L’originalité de l’approche frappe d’emblée dans le Troisième Quatuor (1946), dont l’Allegretto initial déroute par l’instabilité permanente de son tempo – paraissant presque minauder avec ses traits surinterprétés. Cette entame n’en met que plus en valeur le Moderato con moto – débordant de plasticité et de richesse acoustique – et surtout l’Allegro non troppo, qui réussit l’exploit de claquer sans sécheresse, de grincer sans angoisse sous-jacente... emporté dans une absurde orgie sonore. La perfection objective et neutre de l’Adagio introduit au Moderato, dont la tranquillité inquiète et dont le caractère implacable asphyxie, semblant jeter un regard inexorable vers les confins de la folie.
D’une concentration extrême, ne sacrifiant jamais à l’opulence des sonorités, les Meta4 transforment l’Allegretto du Quatrième Quatuor (1949) en une fertile rhapsodie et l’Andantino en une déroutante prière (comme dénuée de sentiments et de foi), alors que les deux Allegretto sont plongés dans une apparente nonchalance – qui n’est pas indifférence mais autarcie mentale – et balancent sans cesse entre parodie et désespoir, élégie et solitude.

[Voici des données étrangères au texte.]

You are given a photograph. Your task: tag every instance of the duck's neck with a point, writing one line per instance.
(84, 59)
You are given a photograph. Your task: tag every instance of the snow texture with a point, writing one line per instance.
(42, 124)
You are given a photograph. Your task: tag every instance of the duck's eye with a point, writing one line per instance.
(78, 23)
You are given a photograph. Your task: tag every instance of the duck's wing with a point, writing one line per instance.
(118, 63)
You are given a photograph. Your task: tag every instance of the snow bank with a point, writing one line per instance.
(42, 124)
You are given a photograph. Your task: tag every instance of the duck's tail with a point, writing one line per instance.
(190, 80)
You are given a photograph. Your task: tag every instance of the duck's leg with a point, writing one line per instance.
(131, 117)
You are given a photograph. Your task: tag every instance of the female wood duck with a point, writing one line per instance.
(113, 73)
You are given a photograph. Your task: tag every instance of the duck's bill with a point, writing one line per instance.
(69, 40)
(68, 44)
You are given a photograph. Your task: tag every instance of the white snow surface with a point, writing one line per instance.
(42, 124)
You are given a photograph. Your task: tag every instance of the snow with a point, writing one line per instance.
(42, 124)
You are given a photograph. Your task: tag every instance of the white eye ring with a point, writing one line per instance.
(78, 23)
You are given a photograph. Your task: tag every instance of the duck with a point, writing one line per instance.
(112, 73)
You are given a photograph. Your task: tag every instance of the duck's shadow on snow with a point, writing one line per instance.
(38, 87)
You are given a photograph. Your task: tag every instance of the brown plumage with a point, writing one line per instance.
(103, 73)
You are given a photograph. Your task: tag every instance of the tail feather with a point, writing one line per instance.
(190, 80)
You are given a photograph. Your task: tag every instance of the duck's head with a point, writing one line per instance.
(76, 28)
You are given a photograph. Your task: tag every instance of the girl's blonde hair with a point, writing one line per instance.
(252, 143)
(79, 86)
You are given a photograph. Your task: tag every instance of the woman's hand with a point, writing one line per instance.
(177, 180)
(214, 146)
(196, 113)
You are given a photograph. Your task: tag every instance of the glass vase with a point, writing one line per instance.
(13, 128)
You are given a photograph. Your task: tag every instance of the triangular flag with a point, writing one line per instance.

Le Septième Quatuor (1960) relève de la prouesse technique: l’Allegretto introductif épate par son degré de finition dans l’étagement des plans sonores, alors qu’en six minutes – c’est-à-dire sans battre des records de vitesse – l’Allegro conclusif parvient à concilier l’absence de répit (par l’acharnement des Finlandais à attaquer les boyaux de leurs cordes) et l’absence de raucités dans les passages les plus endiablés. Quant au Lento, il se présente sous la forme d’une curieuse pantomime de voix solitaires et indépendantes, se déplaçant dans un climat angoissant parce que volontairement doucereux. Le disque ne précise pas s’il s’agit du début d’une nouvelle intégrale. Mais on l’espère ardemment!